Un autre chemin pour sortir de cette crise est de prier tous ensemble, quels que soient nos croyances ou nos horizons. Nous allons prendre le temps de méditer, nous allons faire silence, nous allons nous recueillir.

Prenons un temps au cours de cette journée pour nous confier à la Miséricorde de Dieu, pour nous en remettre à Dieu. L’équilibre de notre vie se situe entre la Miséricorde de Dieu et la Providence de Dieu. Que notre Dieu miséricordieux nous comble de sa miséricorde et, en même temps, qu’il soit toujours présent à nos côtés.

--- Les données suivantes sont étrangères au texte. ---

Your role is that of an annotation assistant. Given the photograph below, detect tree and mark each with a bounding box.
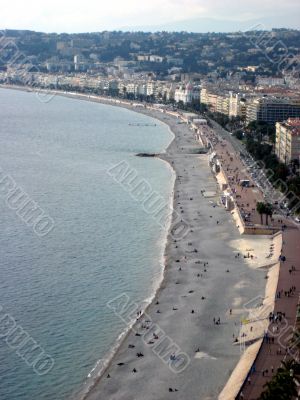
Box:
[264,203,273,225]
[259,360,299,400]
[256,201,265,225]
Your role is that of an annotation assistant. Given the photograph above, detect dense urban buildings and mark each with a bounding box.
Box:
[276,118,300,165]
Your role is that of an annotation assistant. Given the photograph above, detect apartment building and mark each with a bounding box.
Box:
[246,97,300,124]
[275,118,300,165]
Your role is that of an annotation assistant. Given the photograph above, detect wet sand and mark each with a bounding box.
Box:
[0,87,266,400]
[77,106,265,400]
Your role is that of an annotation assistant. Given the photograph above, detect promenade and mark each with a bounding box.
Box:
[205,123,300,400]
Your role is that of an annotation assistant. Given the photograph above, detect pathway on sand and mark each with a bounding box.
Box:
[241,227,300,400]
[202,122,300,400]
[81,111,265,400]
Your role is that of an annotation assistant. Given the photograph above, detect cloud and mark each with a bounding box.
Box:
[0,0,300,32]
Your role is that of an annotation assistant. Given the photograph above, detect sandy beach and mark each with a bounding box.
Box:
[65,101,266,400]
[0,89,277,400]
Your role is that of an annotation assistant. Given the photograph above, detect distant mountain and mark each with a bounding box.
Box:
[121,14,300,33]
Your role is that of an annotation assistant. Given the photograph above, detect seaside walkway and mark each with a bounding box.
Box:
[240,227,300,400]
[206,123,300,400]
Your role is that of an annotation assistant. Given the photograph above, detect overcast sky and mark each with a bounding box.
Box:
[0,0,300,32]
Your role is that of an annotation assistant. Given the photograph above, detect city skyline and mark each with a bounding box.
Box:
[0,0,300,33]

Oui, le Seigneur de la vie vient nous soutenir, il vient nous donner sa vie, il vient nous guider sur le chemin de la vie et nous lui en sommes reconnaissants. Dieu vient semer dans notre cœur des élans de confiance, des élans de générosité, des élans de magnanimité et d’humilité.

Cette période que nous traversons nous aura également permis de découvrir la limite de nos puissances, qu’il s’agisse des puissances de ce monde ou de nos propres puissances et de nos forces personnelles. Nous avons découvert les limites de nos puissances scientifiques, économiques et étatiques. Nous avons aussi découvert les limites de nos solidarités familiales parce que nous nous sommes rendu compte qu’il est difficile d’être solidaires et de se faire proches des membres de notre famille en fin de vie. Nous avons également découvert nos limites personnelles. Reconnaitre nos limites peut devenir une véritable épreuve qui nous porte peu à peu au découragement.

Mais cette épreuve peut aussi se transformer en un temps de croissance, parce que si nous parvenons à ouvrir notre cœur à Dieu en cette période d’incertitude, nous aurons la possibilité de redécouvrir combien Dieu est présent dans notre vie et comment il se tient à la porte de notre cœur pour nous manifester son amour. Et nous pourrons alors tout lui offrir, l’épreuve que nous traversons, la peine que nous ressentons, mais aussi la Covid-19 et la peine dans laquelle nous sommes plongés, car Dieu accueille toutes ces réalités que nous portons dans nos vies.

Prenons un temps de recueillement et confions à Dieu autant notre situation personnelle que celle de l’humanité tout entière, confions-lui également nos familles, les personnes frappées par la Covid, les personnes qui sont malades et dont les opérations ont été reportées, sans oublier toutes les personnes qui sont décédées pendant cette pandémie mais pour d’autres raisons que la Covid-19. Confions à Dieu l’humanité toute entière, confions-la à Jésus Miséricordieux.

Dieu Saint! Dieu fort! Dieu éternel! Dans ton infinie miséricorde, prends pitié de nous et prends pitié du monde entier.